El dinosaurio perplejo
La vulgar crisis que ha desatado el principio del fin de Slobodan Milosevic revela la falta de sintonía con el medio del hasta ahora todopoderoso dirigente serbio. Hasta que cometiera en noviembre el fatal error de hacer anular por adversas unas elecciones municipales, su instinto de supervivencia le habían permitido controlar una anomalía política en la que reinaba. Una burbuja que han ido acomodando a la realidad política de la Europa del Este.Instigador, primero, de la voladura de la antigua Yugoslavia en busca de una Gran Serbia; pacificador, desde 1994, de la trágica conflagración provocada por su fallida aventura expansionista. A lo largo de nueve años de reinado a hombros de la demagogia, la querencia serbia por los hombres providenciales y la anestesia colectiva de su propaganda, Milosevic ha sabido encontrar siempre el papel que más le convenía. Ahora, desafiado en una escala que ha roto sus cálculos, el semiclandestino y perplejo Milosevic busca una estrategia para sobrevivir.
Desde que irrumpiera en escena en 1987 excitando las pasiones nacionalistas de los suyos por Kosovo, Milosevic se ha aliado con la política del miedo.

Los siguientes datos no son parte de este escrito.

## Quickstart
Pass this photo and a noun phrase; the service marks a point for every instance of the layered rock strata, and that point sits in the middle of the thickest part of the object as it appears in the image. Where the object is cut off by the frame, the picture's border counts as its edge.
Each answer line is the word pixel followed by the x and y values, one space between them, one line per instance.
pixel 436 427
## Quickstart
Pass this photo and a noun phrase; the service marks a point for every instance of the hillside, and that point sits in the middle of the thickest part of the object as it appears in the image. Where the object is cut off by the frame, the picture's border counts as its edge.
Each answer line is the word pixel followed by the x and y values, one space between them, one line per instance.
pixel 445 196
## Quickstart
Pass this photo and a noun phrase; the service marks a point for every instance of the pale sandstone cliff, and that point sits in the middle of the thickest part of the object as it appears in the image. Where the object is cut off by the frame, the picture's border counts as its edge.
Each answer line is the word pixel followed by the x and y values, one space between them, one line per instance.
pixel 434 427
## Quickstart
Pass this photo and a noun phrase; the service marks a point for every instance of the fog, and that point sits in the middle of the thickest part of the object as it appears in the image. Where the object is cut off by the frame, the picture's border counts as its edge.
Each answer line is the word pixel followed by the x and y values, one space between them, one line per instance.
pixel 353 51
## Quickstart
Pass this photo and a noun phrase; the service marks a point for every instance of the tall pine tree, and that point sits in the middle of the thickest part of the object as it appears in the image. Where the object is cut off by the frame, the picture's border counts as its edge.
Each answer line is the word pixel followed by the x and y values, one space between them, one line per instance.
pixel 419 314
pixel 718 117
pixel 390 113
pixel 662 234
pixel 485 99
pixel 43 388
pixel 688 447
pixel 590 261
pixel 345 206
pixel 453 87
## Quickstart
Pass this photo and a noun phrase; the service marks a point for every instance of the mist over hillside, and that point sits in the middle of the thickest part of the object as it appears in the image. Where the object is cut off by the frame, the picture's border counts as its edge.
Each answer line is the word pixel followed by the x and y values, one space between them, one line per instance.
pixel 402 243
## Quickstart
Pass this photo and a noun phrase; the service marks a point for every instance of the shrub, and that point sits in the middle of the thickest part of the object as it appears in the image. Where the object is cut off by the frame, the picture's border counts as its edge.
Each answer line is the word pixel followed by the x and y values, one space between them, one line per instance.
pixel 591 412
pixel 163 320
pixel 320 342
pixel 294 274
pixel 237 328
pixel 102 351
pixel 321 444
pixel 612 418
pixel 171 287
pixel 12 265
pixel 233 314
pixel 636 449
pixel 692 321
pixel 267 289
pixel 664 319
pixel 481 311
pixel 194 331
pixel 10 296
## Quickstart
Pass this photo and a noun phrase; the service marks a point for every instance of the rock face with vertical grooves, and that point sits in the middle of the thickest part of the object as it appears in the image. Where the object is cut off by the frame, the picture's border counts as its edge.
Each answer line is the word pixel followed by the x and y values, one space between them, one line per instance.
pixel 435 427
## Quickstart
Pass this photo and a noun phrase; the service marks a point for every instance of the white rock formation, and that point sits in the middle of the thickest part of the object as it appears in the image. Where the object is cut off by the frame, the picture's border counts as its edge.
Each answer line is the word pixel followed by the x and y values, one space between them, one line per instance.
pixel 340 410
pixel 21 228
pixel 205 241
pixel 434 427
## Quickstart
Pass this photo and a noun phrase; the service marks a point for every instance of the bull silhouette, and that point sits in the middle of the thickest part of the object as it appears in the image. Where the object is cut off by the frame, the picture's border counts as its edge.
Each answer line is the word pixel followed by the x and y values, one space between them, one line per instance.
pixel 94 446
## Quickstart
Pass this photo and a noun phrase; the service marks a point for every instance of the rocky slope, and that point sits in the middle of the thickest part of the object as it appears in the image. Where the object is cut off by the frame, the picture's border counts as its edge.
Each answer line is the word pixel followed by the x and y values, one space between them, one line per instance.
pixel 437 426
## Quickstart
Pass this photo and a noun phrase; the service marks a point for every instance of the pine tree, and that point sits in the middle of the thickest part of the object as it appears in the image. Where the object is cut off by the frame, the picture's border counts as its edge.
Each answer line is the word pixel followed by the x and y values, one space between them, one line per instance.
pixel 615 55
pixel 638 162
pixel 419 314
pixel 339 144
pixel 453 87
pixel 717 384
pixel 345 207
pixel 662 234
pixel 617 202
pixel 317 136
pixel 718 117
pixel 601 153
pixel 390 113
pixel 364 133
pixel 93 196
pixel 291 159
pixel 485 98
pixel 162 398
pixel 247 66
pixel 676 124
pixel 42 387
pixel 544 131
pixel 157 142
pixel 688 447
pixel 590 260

De su condición suprema, la guerra, hizo la palanca para unir a los serbios, utilizando a partir de 1990 su creciente sensación de inseguridad en la Croacia de Franjo Tudjinan y en la Bosnia de Alia Izetbegovic. Seis años después, ha acabado presidiendo un paisaje económica y moralmente arruinado. Las manifestaciones confirman que nadie puede engañar a todos indefinidamente.
Arropado por un monopolio informativo descomunal, Milosevic ha contado a los serbios, durante cuatro años de sanciones internacionales, que el mundo conspiraba contra ellos. Levantado el embargo, la estrategia es la del olvido: no hubo guerras y si algún serbio intervino en el baño de sangre lo hizo a título individual.
Para ganar las elecciones presidenciales de 1992 habló de "los poderes de la oscuridad y el caos bajo la influencia de fuerzas exteriores", destruyendo su país y "buscando traicionar a nuestros hermanos del otro lado del Drina". Para vencer en las parlaméntarias de 1990, les prometió trenes de alta velocidad y "todos los serbios en un mismo Estado". Los serbobosnios, al otro lado del río, han dejado de ser hermanos; los refugiados de la Krajina croata, 200.000, deambulan sin rumbo. En la Serbia de 1997, la del dúo Slobo-Mira Markovic, su más que influyente esposa, la mitad de los trabajadores no tienen empleo y la mitad de las fábricas están cerradas.
El juego toca a su fin. Aparte su control de la policía, no hay un flanco que Milosevic, epítome del funcionano comunista, tenga hoy a cubierto. Su país es un Estado paria. Fracasada una política exterior basada en la hermandad ortodoxa, el presidente serbio ha tentado a Grecia, Bulgaria, Rumania y Macedonia en una unión balcánica. No le han respondido. Los serbios de la diáspora han sido abandonados. Los albaneses de Kosovo esperan su oportunidad. El descontento crece en Voivodina. Al igual que en Montenegro, el minúsculo socio de lo que queda de Yugoslavia, aumenta el apetito secesionista de una federación que Milosevic ha utilizado como una mera extensión de Serbia.
Más importante, el colapso del nivel de vida. Decenas de miles de empleados y pensionistas no cobran sus salarios desde hace meses. La inflación en el año que acaba de concluir rondará el 100%, y el espectro de la hiperinflación se cierne sobre Serbia, cuyos ciudadanos recuerdan bien los días de 1993 en los que los precios aumentaban el 6% cada hora. Y todo en el marco de un sistema de monopolios y clientelismo político donde el Estado controla el 80% de la vida económica y los ministros dirigen las grandes compañías en su tiempo libre. O al revés.